Leslie Paula, Drinnan Michael J, Finn Paul, Ford Gary A, Wilson Janet A
School of Surgical and Reproductive Sciences, The Medical School, University of Newcastle, Newcastle-upon-Tyne, United Kingdom.
Dysphagia. 2004 Fall;19(4):231-40.
Cervical auscultation is experiencing a renaissance as an adjunct to the clinical swallowing assessment. It is a controversial technique with a small evidence base. We have aimed to establish whether cervical auscultation interpretation is based on the actual sounds heard or, in practice, influenced by information gleaned from other aspects of the clinical assessment, medical notes, or previous knowledge. We sought to determine (a) rater reliability and its impact on the clinical value of cervical auscultation and (b) how judgments compare with the "gold standard": videofluoroscopy. Swallow sounds were computer recorded via a Littmann stethoscope. Sounds were sampled from 10 healthy control swallows with no aspiration/penetration and 10 patient swallows with aspiration/penetration, all recorded during simultaneous videofluoroscopy. The system generated sound quality similar to "live" bedside listening, a feature rarely seen in cervical auscultation studies. The 20 sound clips were classified as "normal" or "abnormal" by 19 volunteer speech-language pathologists with experience in cervical auscultation. After at least four weeks, 11 of these judges rated the sounds rerandomized on a new CD. Intrarater reliability kappa ranged from -0.12 to 0.71. Individual reliability did not correlate with years of experience, practice pattern, or frequency of use. Interrater reliability kappa = 0.17. Comparison with radiologically defined aspiration/penetration yielded 66% specificity, 62% sensitivity, and majority consensus gave 90% specificity, 80% sensitivity. There was a significant relationship between individual reliability and true positive rate (r(s) = 0.623, p = 0.040). The reliability of individual judges varied widely and thus, inevitably, agreement between judges was poor. Validity is dependent upon reliability: Improving the poor raters would improve the overall accuracy of this technique in predicting abnormality in swallowing. The group consensus correctly identified 17 of the 20 clips so we may speculate that the swallow sound contains audible cues that should in principle permit reliable classification.
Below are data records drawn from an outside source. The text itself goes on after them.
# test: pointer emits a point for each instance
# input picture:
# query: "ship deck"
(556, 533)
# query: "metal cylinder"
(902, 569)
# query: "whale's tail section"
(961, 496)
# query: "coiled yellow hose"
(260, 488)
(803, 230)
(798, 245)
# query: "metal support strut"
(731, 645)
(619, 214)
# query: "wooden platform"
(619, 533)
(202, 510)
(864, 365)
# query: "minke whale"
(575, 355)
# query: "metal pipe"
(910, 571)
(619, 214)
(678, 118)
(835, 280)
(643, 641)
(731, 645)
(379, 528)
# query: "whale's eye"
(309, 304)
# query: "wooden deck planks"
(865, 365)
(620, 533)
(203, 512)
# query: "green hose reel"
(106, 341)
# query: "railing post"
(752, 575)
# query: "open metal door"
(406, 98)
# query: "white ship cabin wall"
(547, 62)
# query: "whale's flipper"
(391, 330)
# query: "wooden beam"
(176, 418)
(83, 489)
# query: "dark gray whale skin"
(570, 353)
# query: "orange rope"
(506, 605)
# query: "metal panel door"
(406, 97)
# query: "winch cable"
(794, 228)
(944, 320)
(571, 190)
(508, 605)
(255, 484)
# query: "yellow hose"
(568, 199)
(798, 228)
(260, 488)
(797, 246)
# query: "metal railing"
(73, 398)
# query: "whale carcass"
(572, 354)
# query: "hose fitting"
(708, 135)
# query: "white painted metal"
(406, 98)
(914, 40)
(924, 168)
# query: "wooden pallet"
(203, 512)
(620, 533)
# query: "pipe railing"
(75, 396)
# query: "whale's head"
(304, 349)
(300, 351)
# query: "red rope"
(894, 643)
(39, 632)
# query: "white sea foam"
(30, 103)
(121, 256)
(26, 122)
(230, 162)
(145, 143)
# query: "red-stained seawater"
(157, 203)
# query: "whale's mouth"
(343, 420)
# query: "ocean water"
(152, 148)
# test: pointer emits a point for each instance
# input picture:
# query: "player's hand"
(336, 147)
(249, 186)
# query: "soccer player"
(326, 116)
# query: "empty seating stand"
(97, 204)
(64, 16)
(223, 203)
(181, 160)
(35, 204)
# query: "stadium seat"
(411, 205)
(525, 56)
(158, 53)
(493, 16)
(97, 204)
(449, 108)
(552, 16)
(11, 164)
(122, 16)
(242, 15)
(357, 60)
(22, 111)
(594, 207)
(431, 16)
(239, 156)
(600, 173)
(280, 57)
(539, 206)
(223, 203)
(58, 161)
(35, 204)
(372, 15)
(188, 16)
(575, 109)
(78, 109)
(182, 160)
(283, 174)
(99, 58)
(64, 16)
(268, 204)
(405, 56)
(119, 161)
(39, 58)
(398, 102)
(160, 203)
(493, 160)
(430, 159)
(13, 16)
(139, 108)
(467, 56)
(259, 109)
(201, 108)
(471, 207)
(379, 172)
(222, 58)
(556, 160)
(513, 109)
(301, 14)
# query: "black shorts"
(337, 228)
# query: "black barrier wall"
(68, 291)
作为临床吞咽评估的辅助手段,颈部听诊正在复兴。这是一项存在争议且证据基础薄弱的技术。我们旨在确定颈部听诊的解读是基于实际听到的声音,还是在实践中受到从临床评估的其他方面、病历或既往知识中收集到的信息的影响。我们试图确定:(a) 评估者的可靠性及其对颈部听诊临床价值的影响;(b) 判断结果与 “金标准”——视频荧光吞咽造影检查相比如何。吞咽声音通过 Littmann 听诊器进行计算机记录。声音样本来自 10 名无误吸/渗透的健康对照者的吞咽以及 10 名有误吸/渗透的患者的吞咽,所有样本均在同步视频荧光吞咽造影检查期间记录。该系统生成的声音质量类似于 “现场” 床边听诊,这一特点在颈部听诊研究中很少见。19 名有颈部听诊经验的志愿言语病理学家将这 20 个声音片段分类为 “正常” 或 “异常”。至少四周后,其中 11 名评判者对重新随机排列在一张新 CD 上的声音进行评分。评估者内部可靠性卡方值范围为 -0.12 至 0.71。个体可靠性与经验年限、实践模式或使用频率无关。评估者间可靠性卡方值 = 0.17。与放射学定义的误吸/渗透相比,特异性为 66%,敏感性为 62%,多数一致性结果显示特异性为 90%,敏感性为 80%。个体可靠性与真阳性率之间存在显著关系(r(s) = 0.623,p = 0.040)。个体评判者的可靠性差异很大,因此,评判者之间的一致性不可避免地很差。效度取决于信度:提高评分较低的评判者的水平将提高该技术预测吞咽异常的总体准确性。小组共识正确识别了 20 个片段中的 17 个,因此我们可以推测吞咽声音包含原则上应能实现可靠分类的可听线索。